Recently, I had tentatively announced a forthcoming result with Ben Green establishing the “Gowers inverse conjecture” (or more accurately, the “inverse conjecture for the Gowers uniformity norm”) for vector spaces {\Bbb F}_p^n over a finite field {\Bbb F}_p, in the special case when p=2 and when the function f: {\Bbb F}_p^n \to {\Bbb C} for which the inverse conjecture is to be applied is assumed to be a polynomial phase of bounded degree (thus f= e^{2\pi i P/|{\Bbb F}|}, where P: {\Bbb F}_p^n \to {\Bbb F}_p is a polynomial of some degree d=O(1)). See my FOCS article for some further discussion of this conjecture, which has applications to both polynomiality testing and to various structural decompositions involving the Gowers norm.
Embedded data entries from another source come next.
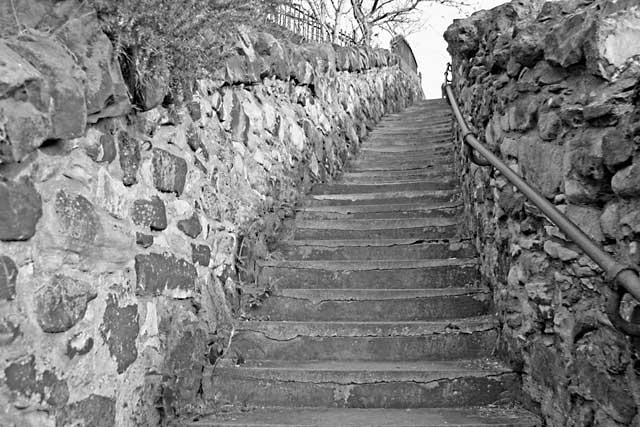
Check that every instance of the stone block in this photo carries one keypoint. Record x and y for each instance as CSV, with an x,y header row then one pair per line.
x,y
626,182
9,331
541,164
79,345
8,277
62,303
65,80
200,254
190,226
158,274
564,43
169,172
20,210
22,377
106,92
616,149
129,150
95,411
549,125
79,223
120,329
614,40
150,213
25,121
144,240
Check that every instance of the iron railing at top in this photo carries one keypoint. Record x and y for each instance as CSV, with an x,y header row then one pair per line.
x,y
622,278
296,19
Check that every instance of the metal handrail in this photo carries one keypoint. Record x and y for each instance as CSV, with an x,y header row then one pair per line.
x,y
623,278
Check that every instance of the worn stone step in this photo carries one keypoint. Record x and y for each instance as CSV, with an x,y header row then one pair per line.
x,y
338,188
424,274
357,384
332,417
411,210
423,174
394,158
376,249
382,198
369,341
402,165
408,142
364,305
426,149
431,228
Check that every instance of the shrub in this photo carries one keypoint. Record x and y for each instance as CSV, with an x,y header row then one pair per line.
x,y
188,37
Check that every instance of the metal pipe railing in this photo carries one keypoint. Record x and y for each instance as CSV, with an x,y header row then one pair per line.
x,y
624,278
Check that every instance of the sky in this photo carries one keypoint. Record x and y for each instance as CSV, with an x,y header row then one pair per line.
x,y
429,46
This conjecture can be informally stated as follows. By iterating the obvious fact that the derivative of a polynomial of degree at most d is a polynomial of degree at most d-1, we see that a function P: {\Bbb F}_p^n \to {\Bbb F}_p is a polynomial of degree at most d if and only if

\sum_{\omega_1,\ldots,\omega_{d+1} \in \{0,1\}} (-1)^{\omega_1+\ldots+\omega_{d+1}} P(x +\omega_1 h_1 + \ldots + \omega_{d+1} h_{d+1}) = 0

for all x,h_1,\ldots,h_{d+1} \in {\Bbb F}_p^n. From this one can deduce that a function f: {\Bbb F}_p^n \to {\Bbb C} bounded in magnitude by 1 is a polynomial phase of degree at most d if and only if the Gowers norm

\|f\|_{U^{d+1}({\Bbb F}_p^n)} := \bigl( {\Bbb E}_{x,h_1,\ldots,h_{d+1} \in {\Bbb F}_p^n} \prod_{\omega_1,\ldots,\omega_{d+1} \in \{0,1\}}

{\mathcal C}^{\omega_1+\ldots+\omega_{d+1}} f(x + \omega_1 h_1 + \ldots + \omega_{d+1} h_{d+1}) \bigr)^{1/2^{d+1}}

is equal to its maximal value of 1. The inverse conjecture for the Gowers norm, in its usual formulation, says that, more generally, if a function f: {\Bbb F}_p^n \to {\Bbb C} bounded in magnitude by 1 has large Gowers norm (e.g. \|f\|_{U^{d+1}} \geq \varepsilon) then f has some non-trivial correlation with some polynomial phase g (e.g. \langle f, g \rangle > c(\varepsilon) for some c(\varepsilon) > 0). Informally, this conjecture asserts that if a function has biased (d+1)^{th} derivatives, then one should be able to “integrate” this bias and conclude that the function is biased relative to a polynomial of degree d. The conjecture has already been proven for d \leq 2. There are analogues of this conjecture for cyclic groups which are of relevance to Szemerédi’s theorem and to counting linear patterns in primes, but I will not discuss those here.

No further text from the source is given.